Data Mixing Math: Sampling Temperature, DoReMi, Domain Reweighting

How to mix multiple datasets? Naïve concatenation = the large dataset dominates. Sampling temperature, proportional mixing, DoReMi (Xie et al. 2023) algorithm for dynamic reweighting. Turkish SFT mix example: 40% TR-Alpaca + 25% OASST + 20% ShareGPT-TR + 15% custom — why these percentages?

Şükrü Yusuf KAYA

30 min read

5/14/2026

Advanced

Data Mixing Math: Sampling Temperature, DoReMi, Domain Reweighting

🎯 Bu derste

Sosyal: 'concat dataset, train, finish' tutorialları yanıltıyor. 50K Alpaca + 200K OASST + 5K custom karıştırırsan model %85 OASST conversational chitchat yapar, custom kullanım case'ini öğrenmez. Karıştırma matematiği lazım.

1. Sampling Temperature#

Verilen domain dağılımı

{D_1, D_2, ...}

size'ları

{N_1, N_2, ...}

ile:

p_i = N_i^τ / Σ N_j^τ

τ = 1.0 → proportional (büyük dataset dominates) τ = 0.5 → square-root smoothing (klasik multilingual approach, mBERT) τ = 0.0 → uniform (her dataset eşit)

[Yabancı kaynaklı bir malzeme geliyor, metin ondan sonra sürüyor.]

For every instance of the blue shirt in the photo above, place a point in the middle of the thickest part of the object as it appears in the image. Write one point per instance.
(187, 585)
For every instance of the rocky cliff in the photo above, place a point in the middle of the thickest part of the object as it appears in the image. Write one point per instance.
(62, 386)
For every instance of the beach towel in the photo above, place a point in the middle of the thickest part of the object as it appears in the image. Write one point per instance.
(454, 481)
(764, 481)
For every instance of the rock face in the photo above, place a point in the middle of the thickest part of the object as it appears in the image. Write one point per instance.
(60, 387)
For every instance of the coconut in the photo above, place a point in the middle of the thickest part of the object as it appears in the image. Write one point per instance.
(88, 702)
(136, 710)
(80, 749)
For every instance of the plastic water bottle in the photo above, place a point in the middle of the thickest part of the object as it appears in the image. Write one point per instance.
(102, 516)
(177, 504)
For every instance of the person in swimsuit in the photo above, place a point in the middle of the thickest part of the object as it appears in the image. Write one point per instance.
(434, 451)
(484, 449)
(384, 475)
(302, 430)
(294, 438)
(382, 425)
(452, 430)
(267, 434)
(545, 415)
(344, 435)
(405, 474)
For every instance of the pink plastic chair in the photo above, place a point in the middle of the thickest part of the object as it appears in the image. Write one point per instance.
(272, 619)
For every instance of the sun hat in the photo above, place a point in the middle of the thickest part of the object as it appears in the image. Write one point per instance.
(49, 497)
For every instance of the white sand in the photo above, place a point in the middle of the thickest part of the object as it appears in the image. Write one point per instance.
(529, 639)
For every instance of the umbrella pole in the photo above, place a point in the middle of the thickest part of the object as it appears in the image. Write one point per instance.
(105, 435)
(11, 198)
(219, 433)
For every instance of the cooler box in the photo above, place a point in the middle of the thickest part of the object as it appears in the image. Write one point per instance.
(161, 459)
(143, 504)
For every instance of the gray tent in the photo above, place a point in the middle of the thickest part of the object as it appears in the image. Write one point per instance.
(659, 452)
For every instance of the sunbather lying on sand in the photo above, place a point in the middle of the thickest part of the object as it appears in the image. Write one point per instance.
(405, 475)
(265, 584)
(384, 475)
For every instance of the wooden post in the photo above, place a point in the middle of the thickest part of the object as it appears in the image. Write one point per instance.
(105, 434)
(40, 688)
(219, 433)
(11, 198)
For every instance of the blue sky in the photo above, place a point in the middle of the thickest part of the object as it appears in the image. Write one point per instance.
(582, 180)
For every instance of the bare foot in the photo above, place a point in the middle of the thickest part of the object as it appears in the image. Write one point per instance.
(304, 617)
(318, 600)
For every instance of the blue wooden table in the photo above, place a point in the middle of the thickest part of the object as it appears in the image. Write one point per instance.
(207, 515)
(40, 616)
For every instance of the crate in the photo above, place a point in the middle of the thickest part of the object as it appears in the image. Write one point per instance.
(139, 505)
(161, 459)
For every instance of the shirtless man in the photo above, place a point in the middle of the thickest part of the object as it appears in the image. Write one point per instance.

TR örneği: TR-Alpaca 52K + OASST-TR 8K + custom-TR 5K + ShareGPT-TR 30K

τ	TR-Alpaca	OASST	Custom	ShareGPT
1.0	55.3%	8.5%	5.3%	31.9%
0.5	39.2%	15.4%	12.2%	33.2%
0.0	25%	25%	25%	25%

Cookbook'un kuralı: τ ≈ 0.3-0.5 sweet spot. Çok-kıt domain'ler için repetition ekle (her epoch'ta 2x rate).

2. DoReMi — Dynamic Reweighting (Xie et al. 2023)#

Manuel τ seçmek yerine optimal weights'i öğren. DoReMi reference model'ler arasındaki gradient diversity'yi maksimize edecek mix'i bulur.

Algoritma:

Initial uniform weights
α = [1/k, ...]
Reference model R'i mix(α) ile eğit
Proxy model'i her domain ayrı ayrı eğit, R ile karşılaştır → her domain'in 'kazanç'ı = excess loss
α'yı kazanç oranına göre güncelle (gradient ascent)
2'ye dön

Sayısal sonuçlar (Xie et al. 2023): Manuel τ'ya göre %3-4 daha iyi downstream perplexity, %5-6 daha iyi MMLU.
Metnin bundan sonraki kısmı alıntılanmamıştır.